As reported by the BMA, access to patients’ records set to become instant but BMA issues warning of duty of care threat
The wellbeing of our patients is at the centre of everything we do as doctors.
Our commitment to this principle means that when we believe something does not serve the best interests of those we care for, we have a moral duty to speak out and make our concerns and reservations clearly known.
At midnight on 1 November millions of medical records for patients aged 16 and over are due to become instantly accessible through the NHS App as part of NHS England’s citizens’ access programme.
While the aim of the programme, that of informing and giving patients greater control over managing their health, is one that the BMA wholeheartedly supports in principle, we, along with thousands of GPs around the country, have huge reservations over the manner, timing and implementation of this roll-out.
First and foremost, among our concerns, is that of patient safety.
With millions of records such as test results, immunisation history, hospital letters and consultation notes set automatically to go live, it is critical that adequate safeguards exist to ensure that sensitive personal information is not abused.
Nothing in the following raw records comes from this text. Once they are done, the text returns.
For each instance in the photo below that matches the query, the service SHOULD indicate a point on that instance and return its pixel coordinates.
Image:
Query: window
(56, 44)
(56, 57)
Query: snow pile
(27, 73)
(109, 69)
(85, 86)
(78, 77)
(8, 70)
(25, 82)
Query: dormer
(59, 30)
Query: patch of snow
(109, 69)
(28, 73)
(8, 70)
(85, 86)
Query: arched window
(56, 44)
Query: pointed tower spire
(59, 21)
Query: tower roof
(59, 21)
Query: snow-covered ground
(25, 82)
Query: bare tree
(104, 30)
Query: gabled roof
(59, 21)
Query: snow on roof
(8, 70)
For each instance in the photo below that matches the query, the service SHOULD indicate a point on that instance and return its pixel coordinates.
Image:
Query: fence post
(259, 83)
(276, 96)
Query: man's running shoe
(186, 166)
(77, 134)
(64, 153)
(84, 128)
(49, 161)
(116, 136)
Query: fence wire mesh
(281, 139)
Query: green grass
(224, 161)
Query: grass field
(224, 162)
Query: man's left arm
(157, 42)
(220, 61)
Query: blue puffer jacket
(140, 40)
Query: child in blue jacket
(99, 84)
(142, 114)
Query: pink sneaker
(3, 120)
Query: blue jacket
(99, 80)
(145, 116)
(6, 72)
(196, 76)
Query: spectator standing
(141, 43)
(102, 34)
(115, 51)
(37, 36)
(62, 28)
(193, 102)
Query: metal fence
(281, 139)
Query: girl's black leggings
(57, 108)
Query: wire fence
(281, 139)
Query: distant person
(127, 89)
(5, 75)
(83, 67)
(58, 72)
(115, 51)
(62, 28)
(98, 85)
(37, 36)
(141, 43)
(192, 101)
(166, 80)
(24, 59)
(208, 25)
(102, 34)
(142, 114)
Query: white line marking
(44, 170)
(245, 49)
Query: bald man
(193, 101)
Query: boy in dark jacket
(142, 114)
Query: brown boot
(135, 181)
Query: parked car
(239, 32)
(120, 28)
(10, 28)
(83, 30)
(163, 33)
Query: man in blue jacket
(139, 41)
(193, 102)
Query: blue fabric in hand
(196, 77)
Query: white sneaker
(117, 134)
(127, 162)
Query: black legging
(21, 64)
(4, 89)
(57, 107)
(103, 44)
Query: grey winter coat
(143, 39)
This is particularly true of our more vulnerable patients such as those with mental health issues or who are in abusive and coercive relationships. Evidence shows around one in 20 citizens are living in abusive and coercive relationships.
Under the Data Protection Act, GPs bear responsibility for this information as data controllers, and the BMA GPs committee has already heard from many practices worried that they are not in a position to be able to safely assess patient records that are being added to at the rate of 1.3m consultations a day, nor keep track of all the different data sources inputting into the GP record.Â
At a time when general practice is under huge pressure and struggling to prepare for the coming winter along with the flu and COVID immunisation season, many GPs simply do not have the resources required to identify, review and if necessary redact sensitive data within patient records.
This is not even taking into account the fact that the redaction software used for patient records frequently takes an ‘all or nothing’ approach and is simply not fit for purpose.
GPC England is clear in its belief that this is the wrong approach at the wrong time. Clinician time needs to be focused on delivering direct clinical care to our patients and not redacting records.
Given the fast-approaching imposed deadline to another poorly designed central programme, the BMA continues to remain in dialogue with NHS England over delaying and rethinking the roll-out of this initiative.
It is crucial GPs do not feel pressured into participating in a process they are unready for, and we would encourage practices in this position to contact their IT system supplier advising they do not proceed with the programme as designed, on 1 November.
To this end, we have produced guidance and a template letter clearly and simply expressing this request, emphasising that GPs will continue to receive and action record access requests from individual patients where appropriate.
While patients are already able to gain access to their medical records, the BMA recognises that further enhancing this access has the potential to improve transparency and empower patients. However, progress and innovation cannot come at the expense of doctors’ legal duties and their patients’ safety.